Arc-en-ciel
《 Dis Élise, tu connais la couleur de tes yeux, toi ?》
Surprise par cette question soudaine, j'éclate d'un rire embarrassé, et me renverse en arrière.
Je fixe le plafond.
Avachie sur mon siège, j'écoute le cliquetis régulier du volet qui s'agite dehors. Les panneaux LED grésillent sur ce faux plafond blanc, et le bourdonnement des machines pollue l'espace sonore.
Comment fait-il pour subir cela à longueur de journée ?
《 Je croyais la connaître..
_ Il paraît que les miens sont bleus... C'est joli ? 》
Je tourne alors ma tête vers mon petit Louis. Ce cher petit frère, avec ses taches de rousseur, son teint pâle, ses joues creusées...

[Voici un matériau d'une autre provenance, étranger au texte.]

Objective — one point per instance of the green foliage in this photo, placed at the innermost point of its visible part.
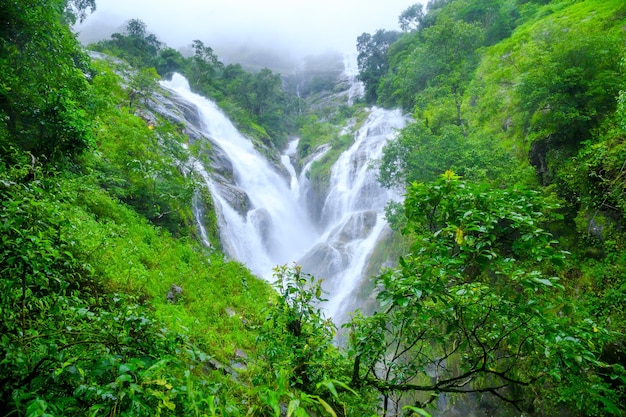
(296, 335)
(476, 302)
(372, 59)
(43, 90)
(419, 155)
(569, 84)
(135, 45)
(69, 345)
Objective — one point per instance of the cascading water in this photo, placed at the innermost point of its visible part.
(269, 229)
(352, 215)
(265, 218)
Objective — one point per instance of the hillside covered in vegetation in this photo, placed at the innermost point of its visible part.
(508, 294)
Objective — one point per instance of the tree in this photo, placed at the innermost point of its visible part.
(569, 85)
(142, 85)
(44, 90)
(372, 59)
(76, 10)
(411, 17)
(476, 306)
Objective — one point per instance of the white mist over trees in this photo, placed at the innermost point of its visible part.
(297, 28)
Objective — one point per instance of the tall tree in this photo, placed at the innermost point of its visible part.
(372, 59)
(43, 89)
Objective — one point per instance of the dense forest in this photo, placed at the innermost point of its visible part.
(510, 280)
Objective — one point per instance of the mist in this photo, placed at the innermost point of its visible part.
(294, 29)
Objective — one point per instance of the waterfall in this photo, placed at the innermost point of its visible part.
(261, 222)
(352, 215)
(265, 213)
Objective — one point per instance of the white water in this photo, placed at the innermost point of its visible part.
(352, 216)
(277, 227)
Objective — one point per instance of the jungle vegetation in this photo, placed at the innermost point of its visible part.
(510, 292)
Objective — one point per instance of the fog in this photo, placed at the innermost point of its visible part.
(295, 27)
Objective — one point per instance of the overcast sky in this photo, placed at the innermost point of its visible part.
(306, 27)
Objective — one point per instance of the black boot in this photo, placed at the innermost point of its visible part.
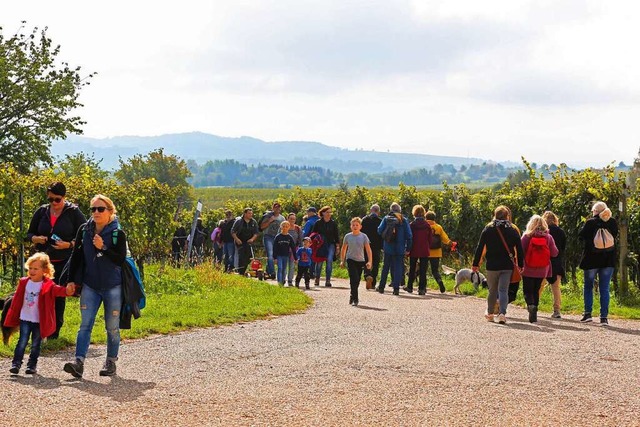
(108, 369)
(75, 368)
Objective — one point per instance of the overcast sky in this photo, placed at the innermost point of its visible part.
(554, 81)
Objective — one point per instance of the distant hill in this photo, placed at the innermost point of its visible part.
(202, 147)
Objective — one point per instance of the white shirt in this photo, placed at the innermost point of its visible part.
(30, 312)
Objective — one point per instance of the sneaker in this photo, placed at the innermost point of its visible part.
(369, 281)
(108, 369)
(75, 368)
(586, 317)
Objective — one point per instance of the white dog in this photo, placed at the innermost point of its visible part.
(466, 274)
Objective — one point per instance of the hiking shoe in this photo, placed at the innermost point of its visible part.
(75, 368)
(369, 281)
(108, 369)
(586, 317)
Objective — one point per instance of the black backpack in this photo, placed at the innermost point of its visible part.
(390, 232)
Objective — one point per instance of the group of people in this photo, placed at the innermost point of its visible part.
(536, 257)
(72, 256)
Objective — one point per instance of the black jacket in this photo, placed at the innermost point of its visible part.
(328, 230)
(497, 256)
(66, 227)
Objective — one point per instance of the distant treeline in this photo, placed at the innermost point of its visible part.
(231, 173)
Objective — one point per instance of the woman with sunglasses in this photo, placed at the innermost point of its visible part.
(53, 230)
(96, 265)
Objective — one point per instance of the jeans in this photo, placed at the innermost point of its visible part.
(422, 273)
(228, 253)
(604, 278)
(331, 251)
(498, 281)
(90, 300)
(291, 271)
(268, 247)
(26, 329)
(283, 262)
(355, 273)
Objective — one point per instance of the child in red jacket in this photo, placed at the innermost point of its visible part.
(33, 309)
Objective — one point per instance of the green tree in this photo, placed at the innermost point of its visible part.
(37, 94)
(166, 169)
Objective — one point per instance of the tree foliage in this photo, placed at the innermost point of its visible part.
(37, 94)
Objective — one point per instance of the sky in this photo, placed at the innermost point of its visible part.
(553, 81)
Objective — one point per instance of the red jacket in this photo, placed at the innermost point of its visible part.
(46, 305)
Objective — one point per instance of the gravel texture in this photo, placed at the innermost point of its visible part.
(394, 360)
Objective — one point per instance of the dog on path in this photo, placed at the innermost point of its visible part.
(467, 275)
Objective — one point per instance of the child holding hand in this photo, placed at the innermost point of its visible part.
(353, 249)
(33, 309)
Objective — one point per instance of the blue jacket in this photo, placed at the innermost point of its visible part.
(99, 272)
(404, 236)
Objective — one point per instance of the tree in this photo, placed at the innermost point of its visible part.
(37, 93)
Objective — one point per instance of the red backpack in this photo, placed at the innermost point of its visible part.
(538, 253)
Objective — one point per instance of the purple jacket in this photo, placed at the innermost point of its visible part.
(538, 272)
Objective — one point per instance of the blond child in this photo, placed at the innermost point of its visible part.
(33, 309)
(354, 246)
(284, 247)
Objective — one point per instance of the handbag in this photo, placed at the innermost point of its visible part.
(515, 273)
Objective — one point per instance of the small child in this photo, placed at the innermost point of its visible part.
(283, 247)
(33, 309)
(354, 246)
(304, 262)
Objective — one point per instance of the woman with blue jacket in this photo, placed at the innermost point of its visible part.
(96, 264)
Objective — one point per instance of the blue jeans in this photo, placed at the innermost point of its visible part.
(26, 329)
(604, 276)
(90, 300)
(228, 251)
(283, 262)
(268, 247)
(331, 251)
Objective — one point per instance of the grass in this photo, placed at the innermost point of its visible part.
(179, 299)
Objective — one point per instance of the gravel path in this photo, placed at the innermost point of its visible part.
(407, 360)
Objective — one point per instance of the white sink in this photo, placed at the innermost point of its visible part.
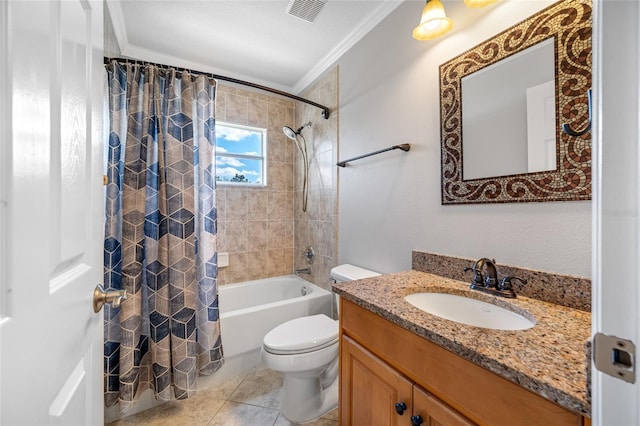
(469, 311)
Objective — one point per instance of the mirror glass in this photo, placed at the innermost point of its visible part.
(502, 107)
(513, 129)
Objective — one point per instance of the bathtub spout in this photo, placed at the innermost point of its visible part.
(303, 271)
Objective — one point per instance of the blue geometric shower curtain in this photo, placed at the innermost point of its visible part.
(160, 233)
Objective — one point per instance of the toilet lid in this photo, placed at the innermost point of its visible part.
(302, 334)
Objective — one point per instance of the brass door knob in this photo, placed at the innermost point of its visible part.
(100, 297)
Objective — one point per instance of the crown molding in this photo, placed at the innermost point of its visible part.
(132, 51)
(117, 21)
(355, 36)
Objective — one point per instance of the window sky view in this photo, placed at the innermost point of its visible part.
(233, 146)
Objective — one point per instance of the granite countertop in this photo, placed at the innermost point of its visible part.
(549, 359)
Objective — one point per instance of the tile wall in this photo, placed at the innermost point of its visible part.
(318, 226)
(264, 230)
(255, 224)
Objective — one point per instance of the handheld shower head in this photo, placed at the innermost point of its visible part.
(292, 134)
(289, 132)
(302, 147)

Et ses grands yeux bleus...
《 Très... fis-je, attendrie, en lui ébouriffant les cheveux. 》
Je restai encore un peu. Jusqu'à la demie. Puis, voyant qu'il s'était endormi, je quittai doucement la chambre, et je refermai discrètement la porte.
***
Dans la rue, c'est le soir, les lampadaires s'allument.

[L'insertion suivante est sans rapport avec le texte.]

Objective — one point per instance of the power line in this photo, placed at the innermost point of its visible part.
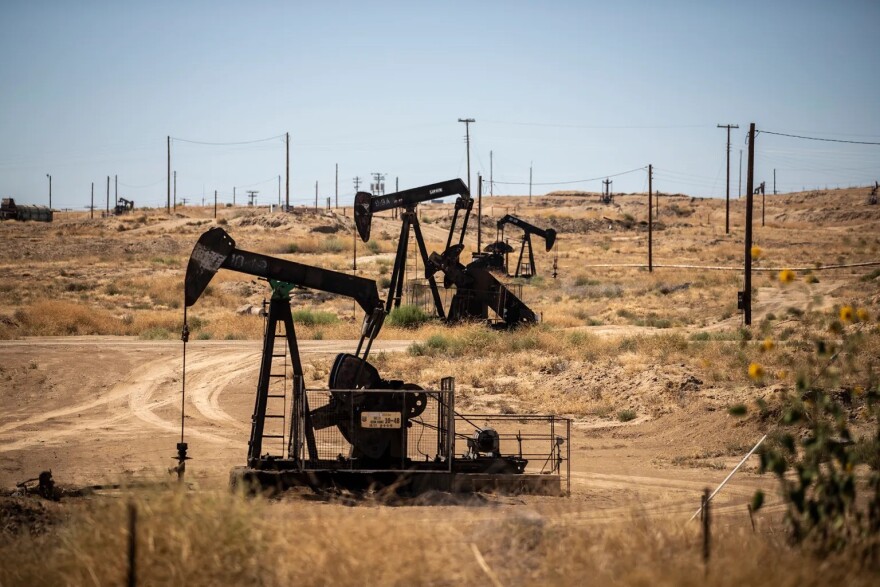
(598, 127)
(574, 181)
(782, 134)
(149, 185)
(230, 143)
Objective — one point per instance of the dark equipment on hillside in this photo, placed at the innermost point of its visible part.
(123, 207)
(525, 269)
(365, 205)
(9, 210)
(364, 431)
(476, 289)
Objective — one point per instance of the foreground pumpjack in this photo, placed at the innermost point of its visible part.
(364, 431)
(477, 290)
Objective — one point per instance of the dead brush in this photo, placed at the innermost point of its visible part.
(222, 539)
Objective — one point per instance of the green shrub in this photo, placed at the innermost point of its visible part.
(626, 415)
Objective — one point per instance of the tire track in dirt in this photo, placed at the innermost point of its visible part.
(153, 386)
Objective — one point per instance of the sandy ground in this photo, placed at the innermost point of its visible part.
(107, 409)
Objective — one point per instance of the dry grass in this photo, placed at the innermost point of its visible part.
(222, 539)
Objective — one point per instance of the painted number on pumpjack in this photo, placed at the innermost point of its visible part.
(380, 419)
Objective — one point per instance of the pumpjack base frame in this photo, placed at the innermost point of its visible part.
(411, 482)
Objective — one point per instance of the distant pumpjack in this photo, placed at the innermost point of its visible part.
(522, 269)
(476, 289)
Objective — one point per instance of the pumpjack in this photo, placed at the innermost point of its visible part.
(477, 290)
(364, 431)
(524, 269)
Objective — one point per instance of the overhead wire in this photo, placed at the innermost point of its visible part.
(782, 134)
(267, 139)
(572, 181)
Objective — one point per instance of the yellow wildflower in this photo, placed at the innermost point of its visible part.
(756, 371)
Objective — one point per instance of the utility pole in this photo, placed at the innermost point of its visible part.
(727, 185)
(739, 192)
(750, 178)
(467, 139)
(530, 182)
(606, 194)
(491, 177)
(479, 212)
(763, 201)
(378, 188)
(650, 220)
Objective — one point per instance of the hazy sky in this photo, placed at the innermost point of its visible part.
(580, 90)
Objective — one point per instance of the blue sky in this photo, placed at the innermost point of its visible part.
(578, 90)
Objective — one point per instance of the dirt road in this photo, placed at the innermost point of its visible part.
(107, 409)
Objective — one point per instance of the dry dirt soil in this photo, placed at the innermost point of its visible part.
(96, 397)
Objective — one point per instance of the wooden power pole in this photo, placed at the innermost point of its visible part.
(650, 220)
(727, 185)
(750, 178)
(168, 201)
(467, 140)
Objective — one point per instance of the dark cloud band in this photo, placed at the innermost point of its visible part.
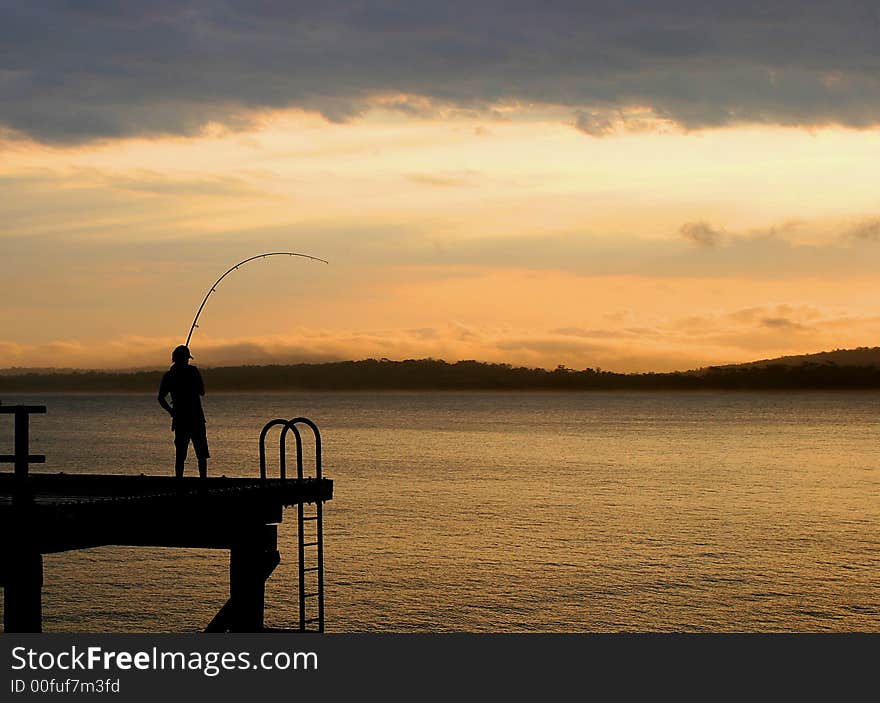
(73, 71)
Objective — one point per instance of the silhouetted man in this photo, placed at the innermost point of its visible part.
(184, 383)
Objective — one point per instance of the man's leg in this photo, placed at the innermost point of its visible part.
(200, 444)
(181, 444)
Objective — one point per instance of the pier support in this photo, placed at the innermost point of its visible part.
(23, 592)
(252, 559)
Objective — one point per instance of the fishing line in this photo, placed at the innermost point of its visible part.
(236, 267)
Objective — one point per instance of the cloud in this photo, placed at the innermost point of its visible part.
(868, 230)
(701, 233)
(98, 69)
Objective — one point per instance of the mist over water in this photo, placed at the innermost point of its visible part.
(511, 512)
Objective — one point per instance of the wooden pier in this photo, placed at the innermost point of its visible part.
(47, 513)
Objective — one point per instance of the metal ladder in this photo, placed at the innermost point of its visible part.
(311, 573)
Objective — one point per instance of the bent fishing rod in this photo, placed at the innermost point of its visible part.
(234, 268)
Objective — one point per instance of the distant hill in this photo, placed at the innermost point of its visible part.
(841, 369)
(862, 356)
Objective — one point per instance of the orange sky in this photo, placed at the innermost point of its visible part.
(635, 186)
(515, 238)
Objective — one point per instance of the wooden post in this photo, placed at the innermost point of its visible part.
(21, 459)
(22, 592)
(251, 560)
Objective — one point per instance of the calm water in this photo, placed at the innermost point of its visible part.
(514, 512)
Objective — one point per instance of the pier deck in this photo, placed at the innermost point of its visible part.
(45, 513)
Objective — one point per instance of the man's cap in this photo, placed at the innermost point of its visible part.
(181, 352)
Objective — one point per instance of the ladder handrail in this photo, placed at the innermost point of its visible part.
(319, 525)
(283, 467)
(288, 425)
(291, 425)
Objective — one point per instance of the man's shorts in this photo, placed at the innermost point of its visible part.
(197, 434)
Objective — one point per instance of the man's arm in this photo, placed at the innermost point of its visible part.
(163, 391)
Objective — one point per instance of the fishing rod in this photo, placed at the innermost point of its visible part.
(234, 268)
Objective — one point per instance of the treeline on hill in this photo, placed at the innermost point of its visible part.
(431, 374)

Le sol est encore humide à cause de la pluie diluvienne tombée quelques heures plus tôt, et je prends garde aux voitures qui, lancées à pleine vitesse, pourraient m'arroser.

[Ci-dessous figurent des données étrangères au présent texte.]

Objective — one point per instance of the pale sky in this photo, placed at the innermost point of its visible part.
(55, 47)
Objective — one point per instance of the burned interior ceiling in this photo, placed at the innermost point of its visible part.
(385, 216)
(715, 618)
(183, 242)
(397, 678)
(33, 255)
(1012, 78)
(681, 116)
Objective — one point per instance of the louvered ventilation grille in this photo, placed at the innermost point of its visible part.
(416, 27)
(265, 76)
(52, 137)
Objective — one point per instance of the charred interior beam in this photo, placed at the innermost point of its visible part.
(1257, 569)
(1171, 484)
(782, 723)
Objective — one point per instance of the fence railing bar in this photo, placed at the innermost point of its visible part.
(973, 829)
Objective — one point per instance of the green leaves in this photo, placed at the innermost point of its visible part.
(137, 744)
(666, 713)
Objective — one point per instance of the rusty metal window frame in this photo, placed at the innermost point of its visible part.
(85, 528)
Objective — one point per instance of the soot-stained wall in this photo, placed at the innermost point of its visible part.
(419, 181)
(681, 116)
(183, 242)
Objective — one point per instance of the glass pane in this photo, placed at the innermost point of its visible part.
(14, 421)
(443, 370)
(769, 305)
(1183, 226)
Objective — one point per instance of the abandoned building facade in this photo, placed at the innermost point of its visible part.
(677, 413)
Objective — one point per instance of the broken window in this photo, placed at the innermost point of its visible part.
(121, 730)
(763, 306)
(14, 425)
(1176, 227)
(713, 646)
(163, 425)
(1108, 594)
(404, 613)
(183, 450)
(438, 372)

Qu'avait-il, aujourd'hui ?
Pourquoi cet intérêt soudain pour les couleurs ?
Nous essayons d'éviter ce type de sujet, d'habitude...
Aurait-il entendu des infirmière parler de cet arc-en-ciel, apparu en milieu d'après-midi ?
Si oui, alors je comprends pourquoi il s'est interrogé...
Et puis, même pour moi, l'arc-en-ciel est plein de mystères. En le voyant dans le ciel aujourd'hui, toutes les questions que je m'étais toujours posée à son sujet étant plus jeune me sont revenues.
L'arc-en-ciel
Avec toutes ses couleurs
Rouge
Orange
Jaune
Vert
Bleu
Indigo
Violet
Au fond, en a-t-il vraiment sept ?
Je veux dire, aujourd'hui, qui peut prétendre dire la vérité ?
Tout est question de perception, non ?
Dans notre monde, il est bien difficile de s'y retrouver à travers tous ces tissus de mensonges, d'hypocrisie et de non-dits.
Alors, qui détiendrait la véritable information ?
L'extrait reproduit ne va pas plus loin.